Last weekend I was in Hanover for the Biennial Conference of the European Region of the World Union for Progressive Judaism. Though you may not hold with it, we Reform Brits are part of Europe and Europe is part of the World Union for Progressive Judaism, the largest organisation of synagogues in the world. Part of the largest organisation of synagogues in the world. A fact that would have seemed truly astonishing fifty years ago when we established the first Reform synagogue in north east London — or ‘metropolitan Essex’ as my late mother-in-law preferred it to be known. That was before Essex men and women got their quite unwarranted reputation. Did you notice the word ‘we’ in ‘we founded’ this synagogue? I’ll explain that in just a second.

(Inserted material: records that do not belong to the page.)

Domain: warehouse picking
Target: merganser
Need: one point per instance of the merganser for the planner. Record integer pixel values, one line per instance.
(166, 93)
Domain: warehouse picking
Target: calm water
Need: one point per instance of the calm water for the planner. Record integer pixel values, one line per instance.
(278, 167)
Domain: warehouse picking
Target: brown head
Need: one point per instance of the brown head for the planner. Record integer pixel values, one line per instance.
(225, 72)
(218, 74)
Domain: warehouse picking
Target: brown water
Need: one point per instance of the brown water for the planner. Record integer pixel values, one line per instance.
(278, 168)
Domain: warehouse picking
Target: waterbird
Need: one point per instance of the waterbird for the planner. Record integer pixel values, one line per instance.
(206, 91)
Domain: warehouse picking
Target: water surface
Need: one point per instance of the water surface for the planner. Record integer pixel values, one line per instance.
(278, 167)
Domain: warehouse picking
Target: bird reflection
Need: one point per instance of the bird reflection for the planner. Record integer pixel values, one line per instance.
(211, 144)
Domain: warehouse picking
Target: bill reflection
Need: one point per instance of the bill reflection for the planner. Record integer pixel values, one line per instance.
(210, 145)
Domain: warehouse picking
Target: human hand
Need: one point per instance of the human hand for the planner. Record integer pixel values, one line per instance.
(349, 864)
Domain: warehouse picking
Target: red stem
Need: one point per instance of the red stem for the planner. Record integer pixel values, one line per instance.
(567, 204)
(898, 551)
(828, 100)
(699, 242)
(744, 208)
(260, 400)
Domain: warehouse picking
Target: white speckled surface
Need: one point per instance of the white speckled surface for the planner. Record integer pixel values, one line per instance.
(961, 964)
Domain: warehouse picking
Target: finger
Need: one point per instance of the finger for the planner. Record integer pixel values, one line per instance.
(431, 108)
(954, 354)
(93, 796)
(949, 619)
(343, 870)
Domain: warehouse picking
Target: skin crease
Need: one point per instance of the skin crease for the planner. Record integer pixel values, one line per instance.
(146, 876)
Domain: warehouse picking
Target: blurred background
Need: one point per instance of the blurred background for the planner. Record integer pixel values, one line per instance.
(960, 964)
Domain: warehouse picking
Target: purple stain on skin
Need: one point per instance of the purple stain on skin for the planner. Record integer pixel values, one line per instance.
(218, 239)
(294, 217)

But back to Hanover, just one example of the astonishing revival of Reform Judaism in Germany over the last decade. The Friday night service was led by Rabbi Henry Brandt, still going strong at seventy-eight as the Landesrabbiner of Lower Saxony. Remember Henry from fifty years ago? Well I do. Not only does he conform to Rabbi Michael Marmur’s principle that everyone he remembers from his childhood here was either called Harry or Henry. But that Henry, despite his German background, played cricket with me in the playground of Gearies School forty-nine years ago.

In throwing in their Jewish lot with this emergent Reform group, based first on the Labour Hall in Ilford and then at 112 Balfour Road, my parents not only identified themselves as founder members of this community but they identified me as well. I was removed from cheder at Barking & Beacontree District Synagogue, at which my grandparents were machers and where I had been taught, if you can use the term, by Seymour Saideman, later to become President of the United Synagogue, and promptly fell in love with my new cheder teacher Sheila Clements, a love which I’ve never abandoned along with my love of Reform Judaism.

So I reckon that it’s not just the Harrys and the Henrys and the Sheilas who founded this shul but the Tonys as well. It’s something of which I am immensely proud and which changed my life. You can take a rabbi out of Ilford but you can’t take Ilford out of the rabbi.

I’m not going to reminisce and recall all of the people of my childhood. Firstly, Maurice said ten minutes and like your Synagogue Council I never argue with Maurice. Much more importantly, there would be people whom I fail to mention and that would be fatal. We may have founded a Reform synagogue but Reform Jews can do broigeses at least as well as any other stream of the community.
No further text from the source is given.